After googling “coalition of the willing” I fear it may be too hard to rehabilitate the phrase. But it would be nice use it to sum up a strategy that can work rather well: work with the active volunteers don’t get too hung up the less enthusiastic (often those “resistors” are figments of our imagination anyway).
Phil Dourado points to this video of a panel of web community founders hosted by Guy Kawasaki. Phil says
Community-based networks of common interest have the potential, it seems to me, to teach the corporate world some lessons in how to bring people together to pursue a common purpose, add value and generate income for participants.

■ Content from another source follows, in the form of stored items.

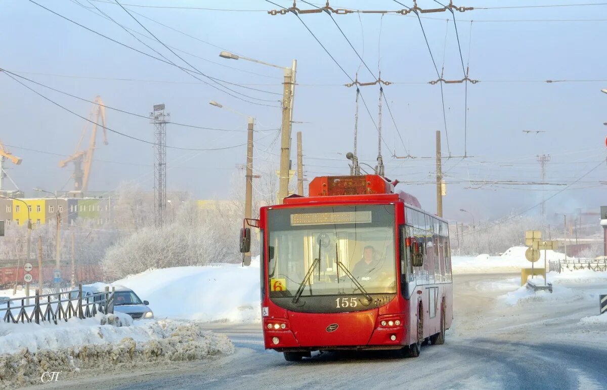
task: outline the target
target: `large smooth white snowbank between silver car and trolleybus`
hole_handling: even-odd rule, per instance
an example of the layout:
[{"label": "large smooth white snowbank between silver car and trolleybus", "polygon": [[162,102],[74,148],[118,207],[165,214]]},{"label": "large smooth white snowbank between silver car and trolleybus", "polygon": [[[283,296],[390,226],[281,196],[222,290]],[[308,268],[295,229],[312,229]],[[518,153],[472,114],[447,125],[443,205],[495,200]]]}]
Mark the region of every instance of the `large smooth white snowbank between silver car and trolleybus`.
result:
[{"label": "large smooth white snowbank between silver car and trolleybus", "polygon": [[149,301],[156,318],[259,322],[259,259],[251,266],[215,264],[148,270],[120,279]]}]

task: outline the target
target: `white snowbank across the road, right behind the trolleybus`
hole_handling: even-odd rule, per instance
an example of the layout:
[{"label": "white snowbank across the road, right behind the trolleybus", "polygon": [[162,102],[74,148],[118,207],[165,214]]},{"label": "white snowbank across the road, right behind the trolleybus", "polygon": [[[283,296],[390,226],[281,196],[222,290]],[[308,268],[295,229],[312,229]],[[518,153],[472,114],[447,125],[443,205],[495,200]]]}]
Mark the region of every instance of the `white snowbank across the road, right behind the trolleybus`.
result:
[{"label": "white snowbank across the road, right behind the trolleybus", "polygon": [[[453,273],[490,273],[490,272],[520,272],[521,268],[530,268],[531,262],[525,258],[527,247],[512,247],[500,256],[487,254],[478,256],[452,256]],[[564,253],[553,250],[546,251],[548,261],[564,259]],[[535,262],[537,267],[544,267],[544,251],[540,251],[540,259]]]}]

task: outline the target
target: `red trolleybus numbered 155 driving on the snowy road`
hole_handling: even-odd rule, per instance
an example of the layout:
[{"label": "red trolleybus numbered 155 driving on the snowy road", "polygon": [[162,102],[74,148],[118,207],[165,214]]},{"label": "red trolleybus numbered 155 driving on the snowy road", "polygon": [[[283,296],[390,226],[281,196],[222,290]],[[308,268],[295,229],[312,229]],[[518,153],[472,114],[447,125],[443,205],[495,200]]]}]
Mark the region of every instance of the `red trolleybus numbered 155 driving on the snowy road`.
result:
[{"label": "red trolleybus numbered 155 driving on the snowy road", "polygon": [[[417,357],[452,322],[447,222],[378,175],[316,177],[310,196],[262,207],[266,349],[394,349]],[[241,250],[248,247],[241,232]],[[248,248],[247,248],[248,249]]]}]

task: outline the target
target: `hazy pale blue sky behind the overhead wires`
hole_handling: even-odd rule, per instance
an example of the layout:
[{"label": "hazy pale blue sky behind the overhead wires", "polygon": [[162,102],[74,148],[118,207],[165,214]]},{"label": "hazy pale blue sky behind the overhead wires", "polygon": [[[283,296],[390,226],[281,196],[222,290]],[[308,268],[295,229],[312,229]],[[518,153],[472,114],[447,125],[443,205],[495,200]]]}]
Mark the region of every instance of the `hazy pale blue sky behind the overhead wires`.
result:
[{"label": "hazy pale blue sky behind the overhead wires", "polygon": [[[111,0],[36,0],[67,18],[103,33],[138,50],[159,56],[114,22],[99,15],[97,6],[115,21],[143,35],[135,36],[180,66],[179,58],[150,39],[141,26]],[[290,1],[274,1],[290,6]],[[537,4],[570,4],[572,0],[546,0]],[[345,152],[353,149],[354,99],[356,91],[330,56],[310,35],[295,15],[271,16],[266,12],[174,9],[166,6],[210,9],[270,10],[265,1],[168,1],[124,0],[125,7],[163,43],[211,77],[247,84],[263,91],[232,89],[278,105],[282,94],[279,69],[244,60],[226,60],[220,50],[230,50],[259,60],[288,66],[297,63],[297,87],[293,141],[303,132],[306,176],[348,173]],[[333,5],[333,2],[331,2]],[[461,3],[461,4],[460,4]],[[160,5],[165,8],[136,7]],[[310,5],[297,2],[301,9]],[[320,4],[320,3],[319,3]],[[405,2],[409,4],[409,2]],[[529,5],[529,1],[494,2],[467,0],[456,5],[497,7]],[[438,7],[433,1],[418,2],[422,9]],[[341,0],[334,7],[397,10],[392,1]],[[78,97],[93,100],[100,95],[108,106],[148,115],[152,105],[165,103],[175,122],[223,129],[246,129],[246,120],[215,108],[215,100],[257,119],[254,164],[277,165],[280,109],[230,97],[203,84],[178,67],[154,60],[95,35],[66,19],[53,15],[29,0],[2,1],[0,10],[0,67]],[[467,221],[460,208],[473,211],[476,219],[493,219],[522,211],[551,196],[564,186],[528,186],[506,183],[481,185],[477,180],[500,182],[540,180],[537,154],[550,154],[547,181],[568,184],[605,160],[607,126],[607,6],[533,7],[477,9],[456,12],[464,65],[469,63],[467,154],[469,159],[445,160],[447,197],[445,216]],[[148,19],[149,18],[149,19]],[[359,80],[373,81],[354,50],[326,14],[301,15],[345,71]],[[447,22],[446,19],[449,18]],[[151,20],[153,19],[153,21]],[[443,135],[443,154],[464,153],[464,84],[444,85],[447,133],[444,129],[440,85],[422,30],[415,16],[350,14],[334,15],[365,63],[382,80],[392,85],[384,91],[401,132],[396,133],[384,104],[382,131],[389,151],[382,145],[386,176],[416,184],[399,185],[415,194],[422,206],[435,210],[434,161],[395,159],[405,156],[433,156],[435,131]],[[470,20],[473,20],[472,24]],[[534,21],[524,21],[524,20]],[[551,21],[544,21],[549,19]],[[569,21],[553,21],[569,19]],[[571,21],[586,19],[586,21]],[[592,21],[588,21],[592,19]],[[521,21],[522,20],[522,21]],[[540,21],[538,21],[540,20]],[[161,26],[158,22],[168,27]],[[424,14],[422,24],[438,70],[444,78],[463,78],[462,64],[452,15]],[[472,32],[470,32],[472,26]],[[178,30],[178,31],[177,31]],[[381,30],[381,38],[380,32]],[[190,36],[186,36],[190,35]],[[471,43],[471,44],[469,44]],[[183,53],[187,52],[187,53]],[[226,67],[229,66],[229,67]],[[61,76],[59,76],[61,75]],[[203,80],[208,79],[201,77]],[[123,79],[123,80],[117,80]],[[125,80],[126,79],[126,80]],[[545,83],[542,80],[598,80]],[[603,80],[603,81],[600,81]],[[58,94],[41,86],[30,87],[77,114],[87,116],[92,104]],[[228,84],[226,84],[228,85]],[[72,166],[59,168],[58,161],[75,151],[84,120],[35,95],[5,75],[0,75],[0,139],[23,158],[10,166],[9,174],[29,191],[33,186],[48,190],[70,189]],[[362,95],[378,121],[377,86],[361,87]],[[124,134],[153,140],[153,126],[146,118],[107,111],[107,126]],[[265,130],[265,131],[262,131]],[[543,130],[526,134],[523,130]],[[241,145],[246,132],[207,131],[168,125],[167,144],[183,148],[217,148]],[[449,148],[447,148],[447,136]],[[152,188],[152,146],[109,132],[109,145],[95,151],[90,190],[112,190],[121,182]],[[375,165],[377,131],[361,104],[358,154]],[[88,138],[84,143],[88,142]],[[293,142],[293,151],[295,142]],[[405,147],[407,151],[405,151]],[[41,153],[36,151],[44,151]],[[293,160],[295,160],[294,154]],[[245,146],[223,151],[168,150],[169,190],[191,191],[197,198],[224,197],[237,164],[245,162]],[[8,165],[9,163],[7,163]],[[258,166],[259,166],[258,165]],[[597,209],[606,201],[604,186],[607,164],[599,166],[576,185],[548,202],[548,213],[574,211],[577,207]],[[530,211],[537,213],[537,209]]]}]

I agree. These folks are different from many business leaders you meet. They seem to have discovered how to work in what I’m glibly calling a volunteer economy.
There’s a bit of credibilty gap when trying to convey this to corporates. I regularly experience that gap when talking to corporates about Open Space. It tends to bring to the surface unspoken assumptions about the willingness and ability of one’s fellow man to collaborate productively. It’s often a surprise to find how little carrot or stick is needed once you set up a reasonably transparent, non-very-hierarchical framework and focus your energy on the willing.
And then you realise that, the leaders, hitherto sceptical, are usually just as pleased to work within the space as the group formerly known as the followers. In the right context, most folks can move beyond the stereoptypes of formal hierarchy and get along fine.